On China’s institutional advantages and broad application scenarios for green development, and pathways to high-quality green finance, Wang Xian stated that the core of the Equator Principles is converting external constraints from governments or multilateral organizations into internal motivation for financial institutions and enterprises, better leveraging market mechanisms. Ultimately, market forces must drive high-quality green finance development to ensure the healthy, sustainable growth of green finance and green industries. Future efforts need rule improvement, information disclosure, and carbon pricing mechanism construction to strengthen market participants’ motivation for green finance, enabling financial institutions to influence their own decisions and transmit them to corporate green investment and low-carbon transition decisions.
On defining the boundaries of “core decision-making authority,” Lv Zhongtao noted that this requires balance, focusing on classification, accountability and attribution anchoring, and maintaining human capabilities. On preserving “moderate trial and error space for agents” while maintaining risk bottom line, he indicated that regulatory sandboxes are an important mechanism. Control interfaces for AI systems must be retained. Regulatory rule lag is objective, so corporate compliance and risk management responsibilities must be implemented. Sandboxes need improved efficiency, clear boundaries, and regulatory coordination to avoid gray areas and loopholes.
On Hong Kong’s practices in regulating and promoting FinTech, and how its green finance and FinTech measures can better serve national green development and SDGs, Enoch Feng introduced Hong Kong’s regulatory philosophy: maintaining financial stability while steadily advancing innovation and deepening FinTech. He presented the HKMA’s “FinTech 2030” blueprint, focusing on four areas summarized as “DART”: Data, AI, Resilience, and Tokenization. The fundamental regulatory principle is “same activity, same risk, same regulation,” refined through DART. On green finance, opportunities arise from geographic shifts in global green transition finance, alongside short-term climate risks. Key regulatory measures include developing a common classification content and actively participating in green finance disclosure standard setting. He also shared Hong Kong’s green tokenized bond issuances aimed at catalyzing related markets.

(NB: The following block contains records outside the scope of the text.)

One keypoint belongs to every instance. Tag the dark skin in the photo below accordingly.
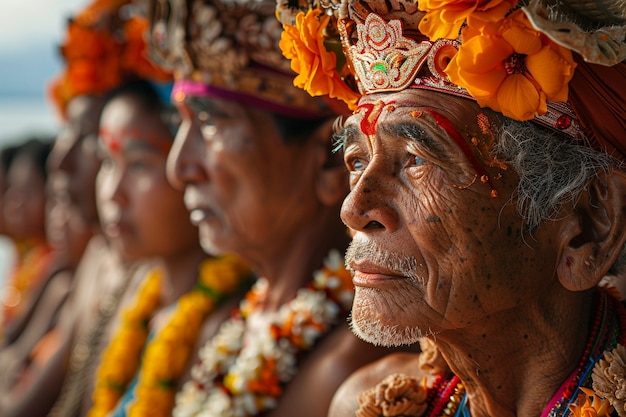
(276, 206)
(73, 162)
(488, 295)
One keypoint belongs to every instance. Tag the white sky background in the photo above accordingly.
(26, 22)
(30, 33)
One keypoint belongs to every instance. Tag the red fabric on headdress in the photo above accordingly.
(598, 95)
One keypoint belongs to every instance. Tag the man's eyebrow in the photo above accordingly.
(411, 131)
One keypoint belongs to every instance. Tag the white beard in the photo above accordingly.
(379, 333)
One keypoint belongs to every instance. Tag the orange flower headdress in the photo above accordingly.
(104, 46)
(507, 56)
(228, 49)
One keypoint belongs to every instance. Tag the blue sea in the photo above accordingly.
(24, 116)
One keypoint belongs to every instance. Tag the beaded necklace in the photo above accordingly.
(447, 396)
(165, 357)
(245, 367)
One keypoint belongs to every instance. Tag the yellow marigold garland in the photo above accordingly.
(166, 356)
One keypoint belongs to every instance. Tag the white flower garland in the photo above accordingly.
(243, 369)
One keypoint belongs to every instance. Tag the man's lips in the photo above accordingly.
(367, 274)
(198, 215)
(116, 229)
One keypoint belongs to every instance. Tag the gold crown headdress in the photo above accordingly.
(228, 48)
(488, 51)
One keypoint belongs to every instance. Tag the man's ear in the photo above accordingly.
(331, 184)
(594, 235)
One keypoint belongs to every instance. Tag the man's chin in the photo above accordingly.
(381, 334)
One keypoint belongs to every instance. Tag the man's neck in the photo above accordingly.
(514, 362)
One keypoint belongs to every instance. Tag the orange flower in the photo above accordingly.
(135, 56)
(444, 18)
(316, 67)
(592, 406)
(512, 68)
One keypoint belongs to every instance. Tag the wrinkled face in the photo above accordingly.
(437, 244)
(142, 214)
(74, 155)
(243, 186)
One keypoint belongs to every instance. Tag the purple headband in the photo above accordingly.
(183, 88)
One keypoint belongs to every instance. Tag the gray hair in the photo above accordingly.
(554, 170)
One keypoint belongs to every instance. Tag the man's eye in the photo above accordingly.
(418, 160)
(208, 129)
(355, 164)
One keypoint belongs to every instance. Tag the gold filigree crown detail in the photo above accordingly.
(384, 60)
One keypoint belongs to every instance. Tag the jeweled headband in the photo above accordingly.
(488, 51)
(228, 49)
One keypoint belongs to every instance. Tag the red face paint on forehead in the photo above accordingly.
(372, 113)
(114, 141)
(447, 125)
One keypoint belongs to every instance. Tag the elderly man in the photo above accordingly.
(486, 202)
(254, 157)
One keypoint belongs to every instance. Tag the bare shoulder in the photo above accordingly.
(345, 401)
(322, 372)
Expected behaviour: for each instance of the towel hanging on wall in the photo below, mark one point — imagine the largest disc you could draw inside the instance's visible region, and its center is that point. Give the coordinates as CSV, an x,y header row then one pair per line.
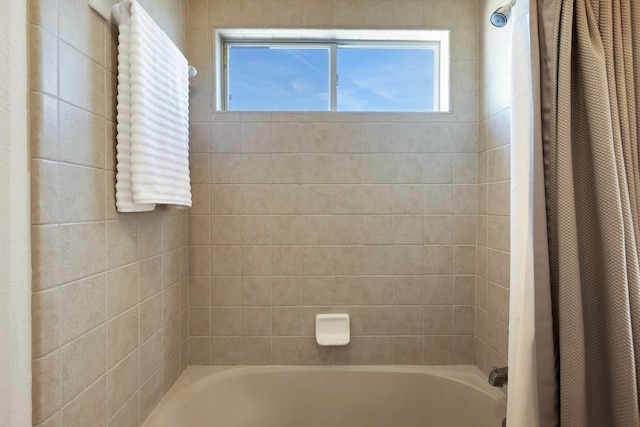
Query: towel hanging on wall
x,y
152,115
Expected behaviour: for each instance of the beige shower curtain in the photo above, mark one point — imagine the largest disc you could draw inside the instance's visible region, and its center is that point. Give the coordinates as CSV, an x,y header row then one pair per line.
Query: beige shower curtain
x,y
592,183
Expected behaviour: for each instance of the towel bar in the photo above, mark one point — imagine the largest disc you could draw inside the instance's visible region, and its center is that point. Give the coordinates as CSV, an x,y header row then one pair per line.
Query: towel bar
x,y
103,7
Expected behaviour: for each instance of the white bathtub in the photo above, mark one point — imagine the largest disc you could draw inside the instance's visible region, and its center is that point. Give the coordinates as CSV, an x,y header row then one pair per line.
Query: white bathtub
x,y
331,396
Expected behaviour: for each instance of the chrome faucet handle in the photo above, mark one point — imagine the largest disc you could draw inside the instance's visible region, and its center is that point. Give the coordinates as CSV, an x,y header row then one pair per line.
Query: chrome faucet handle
x,y
498,376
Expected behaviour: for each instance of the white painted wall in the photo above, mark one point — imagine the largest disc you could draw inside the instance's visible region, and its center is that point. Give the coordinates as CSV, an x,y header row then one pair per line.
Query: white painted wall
x,y
15,254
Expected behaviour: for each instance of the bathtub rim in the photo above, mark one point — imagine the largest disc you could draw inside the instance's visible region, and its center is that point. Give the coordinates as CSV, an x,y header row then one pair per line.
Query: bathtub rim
x,y
198,375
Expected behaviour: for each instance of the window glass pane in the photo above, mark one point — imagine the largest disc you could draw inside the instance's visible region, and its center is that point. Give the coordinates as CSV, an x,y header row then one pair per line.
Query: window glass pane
x,y
278,78
385,79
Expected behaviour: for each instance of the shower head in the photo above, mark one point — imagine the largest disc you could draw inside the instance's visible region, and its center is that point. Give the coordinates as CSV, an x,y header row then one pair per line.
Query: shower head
x,y
500,17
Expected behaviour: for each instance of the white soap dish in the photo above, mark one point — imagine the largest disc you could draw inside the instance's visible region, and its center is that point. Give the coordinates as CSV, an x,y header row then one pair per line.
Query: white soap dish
x,y
332,329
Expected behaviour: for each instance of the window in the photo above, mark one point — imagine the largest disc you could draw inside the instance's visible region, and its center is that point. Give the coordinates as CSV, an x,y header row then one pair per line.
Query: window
x,y
375,73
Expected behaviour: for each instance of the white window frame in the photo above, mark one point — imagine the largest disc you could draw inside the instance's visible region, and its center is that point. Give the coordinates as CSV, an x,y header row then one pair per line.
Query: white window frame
x,y
394,39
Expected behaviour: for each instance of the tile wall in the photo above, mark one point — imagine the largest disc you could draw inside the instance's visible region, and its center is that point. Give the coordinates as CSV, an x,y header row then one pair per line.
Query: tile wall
x,y
492,295
110,291
303,213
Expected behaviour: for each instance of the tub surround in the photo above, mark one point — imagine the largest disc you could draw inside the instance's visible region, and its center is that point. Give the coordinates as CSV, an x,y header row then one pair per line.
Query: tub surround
x,y
371,214
109,290
492,295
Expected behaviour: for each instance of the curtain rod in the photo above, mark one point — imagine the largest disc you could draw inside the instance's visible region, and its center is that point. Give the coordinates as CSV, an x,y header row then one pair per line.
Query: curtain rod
x,y
104,9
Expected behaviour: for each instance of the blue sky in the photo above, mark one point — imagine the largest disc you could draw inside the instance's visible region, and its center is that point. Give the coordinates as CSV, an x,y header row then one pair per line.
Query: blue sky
x,y
296,79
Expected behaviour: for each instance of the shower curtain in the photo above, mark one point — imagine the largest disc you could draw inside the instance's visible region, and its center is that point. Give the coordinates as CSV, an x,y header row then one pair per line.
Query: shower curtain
x,y
589,52
15,253
532,386
593,173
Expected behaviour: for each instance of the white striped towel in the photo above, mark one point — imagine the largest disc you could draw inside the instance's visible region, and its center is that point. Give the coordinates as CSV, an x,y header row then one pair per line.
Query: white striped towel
x,y
153,115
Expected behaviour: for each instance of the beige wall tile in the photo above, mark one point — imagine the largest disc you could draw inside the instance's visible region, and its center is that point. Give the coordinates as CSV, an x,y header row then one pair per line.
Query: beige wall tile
x,y
224,290
82,362
438,290
89,408
83,306
122,336
45,194
81,137
46,389
438,350
46,321
82,250
43,52
408,350
82,81
122,383
286,350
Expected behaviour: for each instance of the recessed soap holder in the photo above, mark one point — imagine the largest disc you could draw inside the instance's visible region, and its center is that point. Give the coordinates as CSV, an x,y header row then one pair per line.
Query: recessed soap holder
x,y
333,329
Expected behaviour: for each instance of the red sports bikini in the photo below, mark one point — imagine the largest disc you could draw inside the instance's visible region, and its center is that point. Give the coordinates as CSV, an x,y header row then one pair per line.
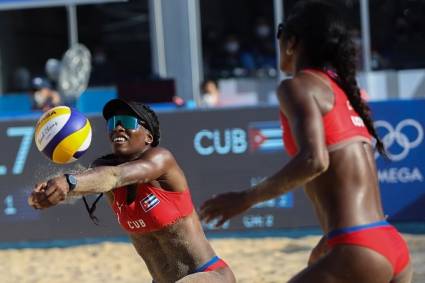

At the forum’s conclusion, former PBoC Governor Zhou Xiaochuan and other attendees exchanged views with panelists on AI’s impact on the banking industry.
Responding to audience questions, Lv Zhongtao added that current job-driven approaches stem from banks’ actual operational needs. US startup models, with small tech teams, incubate new scenarios and simulate new processes with room for error. Large existing banks under strong supervision must undergo a gradual AI adoption process. Currently, AI tools are embedded in jobs, but business models have not been reconstructed using AI. Technologically, banks will evolve from current process-driven banks to AI-native bank business models. Traditional bank structures (front, middle, back office) are based on heterogeneous segregation. In the future large-model era, heterogeneity may manifest as real-time model-supervised models or heterogeneous model-supervised models, rather than current job transfers. Regarding individual capabilities and job boundaries, future model training can expand capability boundaries, integrating multi-job competencies to reconstruct business processes.